India Chosen as Hot Market by Global Retailers
July 27, 04India is the second most attractive country among 30 emerging markets for international retailers due to strong economic growth that has raised standards of living and led to a sharp jump in retail sales, particularly of diamond jewelry.
India has pushed past China and is behind Russia in its attractiveness to retailers, according to international management consultant AT Kearney‘s Global Retail Development Index.
Retailers including Wal-Mart, the largest global retailer and largest seller of jewelry in the United States, would be interested in entering the Indian market if investment regulations, which bar foreign investment in the retail sector, were relaxed.
Italian luxury retailer Bulgari in March opened a store in New Delhi, its first presence in India, where it is selling watches, jewelry collections and accessories, citing a fast growing consumer market for luxury goods.
India’s diamond jewelry market, estimated as being worth around $1 billion, is seen as having the potential for strong growth due to economic expansion that has helped increase the middle class segment of the population. That has led several Indian jewelry firms, such as branded jewelry firm Tanishq, to launch retail expansion plans.
In addition, in what is claimed to be one of the largest diamond alliances in the world, four of India’s top diamond companies came together with OyzterBay, a branded jewelry-retailing venture, earlier this year.
The four firms – K.P. Sanghvi’s Ace, M. Suresh’s Adora, Poddar’s Sparkles and D’damas, a joint venture between Dubai-based Damas and Digico Group – have a turnover of more than $2 billion.

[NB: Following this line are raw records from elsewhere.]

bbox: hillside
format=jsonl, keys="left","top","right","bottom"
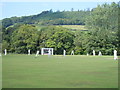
{"left": 2, "top": 10, "right": 90, "bottom": 28}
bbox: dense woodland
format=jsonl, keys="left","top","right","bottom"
{"left": 1, "top": 2, "right": 119, "bottom": 55}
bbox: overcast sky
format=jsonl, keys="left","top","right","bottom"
{"left": 0, "top": 0, "right": 119, "bottom": 20}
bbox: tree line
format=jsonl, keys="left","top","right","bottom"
{"left": 2, "top": 2, "right": 119, "bottom": 55}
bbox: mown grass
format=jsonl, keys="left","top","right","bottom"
{"left": 35, "top": 25, "right": 88, "bottom": 31}
{"left": 2, "top": 54, "right": 118, "bottom": 88}
{"left": 60, "top": 25, "right": 88, "bottom": 30}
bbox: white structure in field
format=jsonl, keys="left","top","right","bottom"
{"left": 63, "top": 50, "right": 66, "bottom": 56}
{"left": 4, "top": 49, "right": 7, "bottom": 55}
{"left": 93, "top": 50, "right": 95, "bottom": 56}
{"left": 114, "top": 50, "right": 118, "bottom": 60}
{"left": 28, "top": 49, "right": 30, "bottom": 55}
{"left": 41, "top": 48, "right": 53, "bottom": 55}
{"left": 71, "top": 50, "right": 74, "bottom": 55}
{"left": 48, "top": 49, "right": 51, "bottom": 57}
{"left": 48, "top": 49, "right": 51, "bottom": 55}
{"left": 35, "top": 50, "right": 39, "bottom": 57}
{"left": 98, "top": 51, "right": 102, "bottom": 56}
{"left": 87, "top": 53, "right": 89, "bottom": 56}
{"left": 0, "top": 53, "right": 1, "bottom": 56}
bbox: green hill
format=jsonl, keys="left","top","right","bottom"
{"left": 2, "top": 10, "right": 90, "bottom": 28}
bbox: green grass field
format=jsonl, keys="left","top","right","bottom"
{"left": 2, "top": 54, "right": 118, "bottom": 88}
{"left": 35, "top": 25, "right": 88, "bottom": 31}
{"left": 60, "top": 25, "right": 88, "bottom": 30}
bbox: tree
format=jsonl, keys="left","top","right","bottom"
{"left": 2, "top": 40, "right": 9, "bottom": 53}
{"left": 85, "top": 2, "right": 118, "bottom": 55}
{"left": 74, "top": 31, "right": 91, "bottom": 54}
{"left": 11, "top": 24, "right": 39, "bottom": 53}
{"left": 71, "top": 8, "right": 74, "bottom": 11}
{"left": 2, "top": 18, "right": 13, "bottom": 28}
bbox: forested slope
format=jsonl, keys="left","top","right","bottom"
{"left": 2, "top": 9, "right": 90, "bottom": 28}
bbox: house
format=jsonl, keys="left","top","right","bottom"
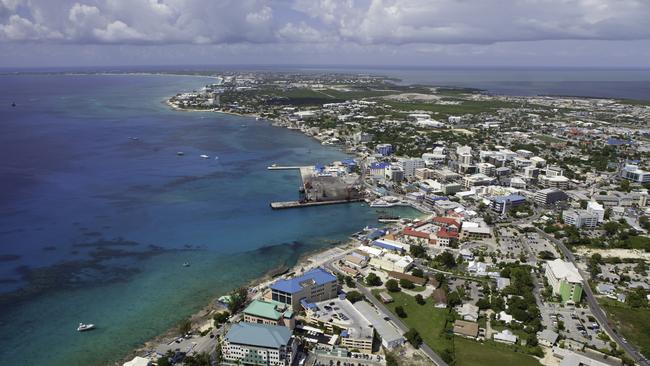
{"left": 431, "top": 288, "right": 448, "bottom": 308}
{"left": 222, "top": 323, "right": 296, "bottom": 366}
{"left": 493, "top": 329, "right": 518, "bottom": 344}
{"left": 243, "top": 300, "right": 295, "bottom": 329}
{"left": 379, "top": 292, "right": 393, "bottom": 304}
{"left": 453, "top": 320, "right": 479, "bottom": 339}
{"left": 495, "top": 277, "right": 511, "bottom": 291}
{"left": 386, "top": 271, "right": 427, "bottom": 285}
{"left": 537, "top": 329, "right": 559, "bottom": 347}
{"left": 595, "top": 283, "right": 616, "bottom": 296}
{"left": 497, "top": 310, "right": 514, "bottom": 324}
{"left": 457, "top": 303, "right": 479, "bottom": 322}
{"left": 467, "top": 261, "right": 488, "bottom": 275}
{"left": 269, "top": 267, "right": 338, "bottom": 311}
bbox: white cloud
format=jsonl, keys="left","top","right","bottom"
{"left": 0, "top": 0, "right": 649, "bottom": 46}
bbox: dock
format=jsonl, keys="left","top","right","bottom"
{"left": 270, "top": 199, "right": 363, "bottom": 210}
{"left": 266, "top": 165, "right": 309, "bottom": 170}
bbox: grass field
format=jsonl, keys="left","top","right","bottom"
{"left": 601, "top": 301, "right": 650, "bottom": 358}
{"left": 386, "top": 99, "right": 521, "bottom": 117}
{"left": 534, "top": 134, "right": 566, "bottom": 144}
{"left": 373, "top": 290, "right": 543, "bottom": 366}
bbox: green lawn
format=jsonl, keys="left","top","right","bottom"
{"left": 624, "top": 236, "right": 650, "bottom": 251}
{"left": 601, "top": 301, "right": 650, "bottom": 358}
{"left": 372, "top": 290, "right": 543, "bottom": 366}
{"left": 533, "top": 134, "right": 565, "bottom": 144}
{"left": 454, "top": 337, "right": 542, "bottom": 366}
{"left": 372, "top": 290, "right": 452, "bottom": 354}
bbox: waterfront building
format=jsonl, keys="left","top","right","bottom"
{"left": 562, "top": 209, "right": 598, "bottom": 229}
{"left": 269, "top": 267, "right": 338, "bottom": 311}
{"left": 222, "top": 322, "right": 296, "bottom": 366}
{"left": 243, "top": 300, "right": 295, "bottom": 330}
{"left": 545, "top": 259, "right": 583, "bottom": 304}
{"left": 371, "top": 238, "right": 409, "bottom": 252}
{"left": 369, "top": 252, "right": 413, "bottom": 273}
{"left": 534, "top": 188, "right": 568, "bottom": 206}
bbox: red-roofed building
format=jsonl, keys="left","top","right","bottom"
{"left": 433, "top": 228, "right": 459, "bottom": 247}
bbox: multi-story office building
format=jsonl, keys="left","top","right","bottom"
{"left": 490, "top": 194, "right": 526, "bottom": 214}
{"left": 534, "top": 188, "right": 568, "bottom": 206}
{"left": 586, "top": 201, "right": 605, "bottom": 223}
{"left": 620, "top": 164, "right": 650, "bottom": 183}
{"left": 269, "top": 267, "right": 338, "bottom": 311}
{"left": 562, "top": 209, "right": 598, "bottom": 229}
{"left": 477, "top": 162, "right": 496, "bottom": 176}
{"left": 243, "top": 300, "right": 295, "bottom": 330}
{"left": 545, "top": 259, "right": 583, "bottom": 304}
{"left": 222, "top": 322, "right": 296, "bottom": 366}
{"left": 375, "top": 143, "right": 393, "bottom": 156}
{"left": 400, "top": 158, "right": 425, "bottom": 179}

The firms see the alliance as a way of increasing their share of India’s jewelry market that is growing at a rate of 15 percent annually.
AT Kearney said that after a fallback in retail growth last year there has been strong global expansion this year with the most significant growth taking place in emerging markets, with about two-thirds of global retailers interviewed planning to increase their business activity in those countries.
India’s Gross Domestic Product – the total value of goods and services it produced – soared 40 percent between 1999 and 2003 while retail sales jumped by a third during the same period.